Annotation for Fungi

Sebastian Bassi; Virginia Gonzalez; Tristan Yang

Jun 30, 2025

Version 5

Annotation for Fungi V.5

Microbiology Resource Announcements

DOI

https://dx.doi.org/10.17504/protocols.io.e6nvw14nwlmk/v5

Sebastian Bassi¹,
Virginia Gonzalez¹,
Tristan Yang²

¹Toyoko;
²Keck Graduate Institute

Sebastian Bassi

Toyoko

DOI: https://dx.doi.org/10.17504/protocols.io.e6nvw14nwlmk/v5

External link: https://doi.org/10.1128/mra.00936-24

Protocol Citation: Sebastian Bassi, Virginia Gonzalez, Tristan Yang 2025. Annotation for Fungi. protocols.io https://dx.doi.org/10.17504/protocols.io.e6nvw14nwlmk/v5Version created by Sebastian Bassi

Manuscript citation:

Yang T, Certano A, Lakshmanan V, Bassi S, Purushotham N, Nock T, Chaudhury A, Ray A Genome resource announcement of a Leptodophora sp. fungus isolated from roots of broadleaf plants in Wisconsin, USA. Microbiology Resource Announcements 14(8). doi: 10.1128/mra.00936-24

License: This is an open access protocol distributed under the terms of the Creative Commons Attribution License, which permits unrestricted use, distribution, and reproduction in any medium, provided the original author and source are credited

Protocol status: Working

We use this protocol and it's working

Created: June 28, 2025

Last Modified: June 30, 2025

Protocol Integer ID: 221248

Keywords: docker, bioinformatics, dnalinux, fungi, annotation for fungi protocol, fungi genome, fungi protocol, annotation, genome

Abstract

Protocol to annotate a fungi genome from long and short reads

Setup

Install Docker

If you don't have Docker already, install it. There are two versions, Docker Engine (also known as CE) and Docker Desktop. The Desktop version is more user friendly but since may require commercial license for large enterprise, this tutorial is based on the Docker engine. Both version will work in this protocol. Linux users can install both Docker CE and Desktop, while macOS and Windows users should install Docker Desktop.

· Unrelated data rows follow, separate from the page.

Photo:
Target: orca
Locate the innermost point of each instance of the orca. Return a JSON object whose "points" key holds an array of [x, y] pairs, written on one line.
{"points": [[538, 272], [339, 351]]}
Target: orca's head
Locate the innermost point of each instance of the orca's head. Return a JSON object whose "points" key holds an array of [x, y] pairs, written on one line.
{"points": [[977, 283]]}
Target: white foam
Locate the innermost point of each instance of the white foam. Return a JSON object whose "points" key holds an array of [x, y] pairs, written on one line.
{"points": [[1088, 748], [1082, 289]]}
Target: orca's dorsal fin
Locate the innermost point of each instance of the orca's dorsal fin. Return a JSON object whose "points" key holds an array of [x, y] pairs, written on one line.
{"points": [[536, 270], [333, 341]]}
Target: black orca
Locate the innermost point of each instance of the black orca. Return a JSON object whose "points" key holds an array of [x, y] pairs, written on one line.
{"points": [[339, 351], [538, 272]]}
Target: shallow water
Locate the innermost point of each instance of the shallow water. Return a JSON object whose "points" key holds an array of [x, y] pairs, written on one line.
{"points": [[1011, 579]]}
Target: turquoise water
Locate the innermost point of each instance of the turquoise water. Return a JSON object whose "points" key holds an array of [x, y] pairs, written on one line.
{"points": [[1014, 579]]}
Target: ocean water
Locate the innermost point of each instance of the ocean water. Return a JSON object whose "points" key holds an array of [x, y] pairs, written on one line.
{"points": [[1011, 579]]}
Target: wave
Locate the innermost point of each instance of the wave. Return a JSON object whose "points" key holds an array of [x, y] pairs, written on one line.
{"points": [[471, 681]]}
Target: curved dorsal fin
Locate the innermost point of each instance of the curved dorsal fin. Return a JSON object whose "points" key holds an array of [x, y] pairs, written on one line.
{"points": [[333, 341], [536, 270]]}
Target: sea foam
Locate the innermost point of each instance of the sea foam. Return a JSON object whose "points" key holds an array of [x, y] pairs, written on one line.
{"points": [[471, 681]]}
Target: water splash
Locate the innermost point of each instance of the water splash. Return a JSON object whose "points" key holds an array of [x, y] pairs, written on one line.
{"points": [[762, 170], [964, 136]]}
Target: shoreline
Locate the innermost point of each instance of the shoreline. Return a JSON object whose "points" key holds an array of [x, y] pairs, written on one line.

Follow the installation instructions from https://docs.docker.com/engine/install/ 

 Get your data ready

You will need fastq data (long reads), short reads, and the assembly data. In the following code, the assembly data file is called assembly.fasta. The long reads file is called ID.fastq. The short reads should be two files (ID_R1.fastq.gz and ID_R2.fastq.gz). 
If you have more files for short reads, you can concatenate them so you end up with 2 files. For example, if you have ID_L001_R1.fastq.gz, ID_L002_R1.fastq.gz, ID_L001_R2.fastq.gz, ID_L002_R2.fastq.gz, you can concatenate them with these commands:

cat ID_L001_R1.fastq.gz ID_L002_R1.fastq.gz > ID_R1.fastq.gz
cat ID_L001_R2.fastq.gz ID_L002_R2.fastq.gz > ID_R2.fastq.gz

All files should be inside a directory, for example: your_dir
Inside your_dir there should be three directories: funannotate_prep, funannotate and funannotate/ipsout.
You can create them with this command:

mkdir -p your_dir/funannotate/ipsout && mkdir your_dir/funannotate_prep

Download FamDB HDF5 database, Interproscan database and GeneMark license 

FamDB HDF5 database

FamDB HDF5 database is needed for the RepeatMasker step. This database is partitioned by taxonomic groups, the partition needed for Fungi is partition number 0, for more information about partitions read this file: README.txt2.1KB 
FamDB HDF5 database can be downloaded from here.
Bash commands to download, unzip and mv the database to /your_dir:

wget https://www.dfam.org/releases/Dfam_3.8/families/FamDB/dfam38-1_full.0.h5.gz
gunzip dfam38-1_full.0.h5.gz
mv dfam38-1_full.0.h5 /you_dir
ln -s dfam38-1_full.0.h5 dfam38_full.0.h5

Interproscan database

This DB is needed for the Interproscan step.
Download the Interproscan DB from here (this file is >5Gb).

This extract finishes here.